George filed a civil lawsuit against Epstein’s estate about five months after his death and cited her desire to help victims who were harmed in the Virgin Islands.

Following the financial settlement, George said in a press release that she had met personally with three of Epstein’s victims, who described the abuse they suffered on Little St. James.

“We owe it to those who were so profoundly hurt to make changes that will help avoid the next set of victims. Through this settlement, and with their help, we will turn millions of dollars towards education, victim advocacy and support, and law enforcement,” George said in the statement.

Epstein received over $144 million in tax exemptions from the V.I. government since 2013, according to the complaint filed by George in 2020, which was later changed to $80 million in a subsequent amended complaint.

Epstein first began receiving tax benefits from the Virgin Islands government in 1999, after the Industrial Development Commission approved his company, Financial Trust Co., as a beneficiary, granting him a 90% exemption on income tax and 100% exemption on excise and other taxes.

George’s lawsuit claimed Epstein and his associates presented false information to the Virgin Islands government in order to obtain tax incentives to fund his criminal activities, and Southern Trust Company “failed to disclose it did not and could not carry out its stated purpose of providing consulting services in financial and biomedical informatics.”

EDA CEO Wayne Biggs Jr. told The Daily News in February 2020 that Epstein complied with the terms of his agreement, and an applicant’s criminal history does not disqualify them from obtaining tax benefits from the government.

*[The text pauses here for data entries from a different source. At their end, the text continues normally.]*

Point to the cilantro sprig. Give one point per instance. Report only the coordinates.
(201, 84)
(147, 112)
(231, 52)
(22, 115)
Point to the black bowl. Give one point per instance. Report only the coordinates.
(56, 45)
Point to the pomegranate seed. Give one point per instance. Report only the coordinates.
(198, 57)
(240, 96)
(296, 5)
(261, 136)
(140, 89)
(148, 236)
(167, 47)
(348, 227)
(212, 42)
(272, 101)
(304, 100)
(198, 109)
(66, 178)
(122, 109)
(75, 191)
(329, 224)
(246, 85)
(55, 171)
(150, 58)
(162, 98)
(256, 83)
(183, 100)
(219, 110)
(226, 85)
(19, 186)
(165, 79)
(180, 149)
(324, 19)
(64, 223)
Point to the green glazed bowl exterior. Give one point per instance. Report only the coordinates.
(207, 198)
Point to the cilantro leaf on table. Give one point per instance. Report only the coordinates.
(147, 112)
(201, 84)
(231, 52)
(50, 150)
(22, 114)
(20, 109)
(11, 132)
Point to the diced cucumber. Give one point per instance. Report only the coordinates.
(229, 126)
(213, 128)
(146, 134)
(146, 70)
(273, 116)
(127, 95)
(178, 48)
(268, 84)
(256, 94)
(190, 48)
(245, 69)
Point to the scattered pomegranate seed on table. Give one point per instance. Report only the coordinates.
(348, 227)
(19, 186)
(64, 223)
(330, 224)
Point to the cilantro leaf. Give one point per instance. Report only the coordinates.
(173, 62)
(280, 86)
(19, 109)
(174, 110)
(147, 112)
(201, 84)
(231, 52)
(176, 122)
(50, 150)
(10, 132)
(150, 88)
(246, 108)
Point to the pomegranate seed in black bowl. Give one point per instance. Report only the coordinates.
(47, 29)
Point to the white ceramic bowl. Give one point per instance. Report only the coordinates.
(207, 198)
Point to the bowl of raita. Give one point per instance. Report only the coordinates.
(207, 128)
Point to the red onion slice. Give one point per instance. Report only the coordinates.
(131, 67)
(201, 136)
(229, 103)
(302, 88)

“We understand he was a sex offender, but his application was not involved in any type of business that was related to that area, his business was more the financial markets,” Biggs said at the time.

While the V.I. government granted Epstein tax benefits for 20 years, George’s new lawsuit claims JPMorgan Chase should have been aware of his criminal activities and reported them to law enforcement.

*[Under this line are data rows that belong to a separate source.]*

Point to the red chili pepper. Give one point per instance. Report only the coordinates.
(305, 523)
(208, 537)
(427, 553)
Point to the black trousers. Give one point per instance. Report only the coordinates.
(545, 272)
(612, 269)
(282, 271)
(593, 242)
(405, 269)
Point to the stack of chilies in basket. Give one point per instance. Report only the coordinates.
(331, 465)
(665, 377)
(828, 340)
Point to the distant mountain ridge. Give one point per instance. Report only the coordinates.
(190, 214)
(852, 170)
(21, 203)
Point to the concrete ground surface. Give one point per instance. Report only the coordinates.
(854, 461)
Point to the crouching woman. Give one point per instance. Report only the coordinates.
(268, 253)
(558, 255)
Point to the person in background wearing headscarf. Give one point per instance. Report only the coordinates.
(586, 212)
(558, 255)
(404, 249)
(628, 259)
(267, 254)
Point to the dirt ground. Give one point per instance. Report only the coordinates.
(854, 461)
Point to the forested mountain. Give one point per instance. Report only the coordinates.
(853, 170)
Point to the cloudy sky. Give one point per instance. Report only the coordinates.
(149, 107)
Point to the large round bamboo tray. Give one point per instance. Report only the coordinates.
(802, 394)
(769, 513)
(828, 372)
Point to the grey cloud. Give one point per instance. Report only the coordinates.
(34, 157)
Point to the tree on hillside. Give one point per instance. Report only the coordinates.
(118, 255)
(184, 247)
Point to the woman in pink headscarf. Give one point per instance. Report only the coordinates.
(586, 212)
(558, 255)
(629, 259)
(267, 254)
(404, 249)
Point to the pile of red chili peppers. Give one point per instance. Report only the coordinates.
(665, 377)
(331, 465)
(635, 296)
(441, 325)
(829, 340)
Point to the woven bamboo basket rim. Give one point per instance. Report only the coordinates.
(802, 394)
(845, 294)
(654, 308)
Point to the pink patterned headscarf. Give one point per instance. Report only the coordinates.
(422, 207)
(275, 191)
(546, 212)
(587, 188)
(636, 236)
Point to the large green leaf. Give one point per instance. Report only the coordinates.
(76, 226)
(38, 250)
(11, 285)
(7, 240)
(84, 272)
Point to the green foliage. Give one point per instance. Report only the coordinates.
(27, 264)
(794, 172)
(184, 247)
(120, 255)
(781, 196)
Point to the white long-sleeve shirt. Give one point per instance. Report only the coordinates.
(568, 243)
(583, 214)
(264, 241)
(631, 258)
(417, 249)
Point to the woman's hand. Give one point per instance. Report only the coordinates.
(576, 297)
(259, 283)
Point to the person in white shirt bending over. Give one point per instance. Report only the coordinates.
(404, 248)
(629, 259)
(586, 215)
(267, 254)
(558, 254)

The lawsuit against JP Morgan, which is heavily redacted, cites a $150 million penalty the New York State Department of Financial Services assessed Deutsche Bank for failing to monitor Epstein’s accounts and “to scrutinize the activity in the accounts for the kinds of activity that were obviously implicated by Mr. Epstein’s past.”

Thomas-Jacobs, now acting attorney general, is currently assigned as an attorney on that case, according to court records.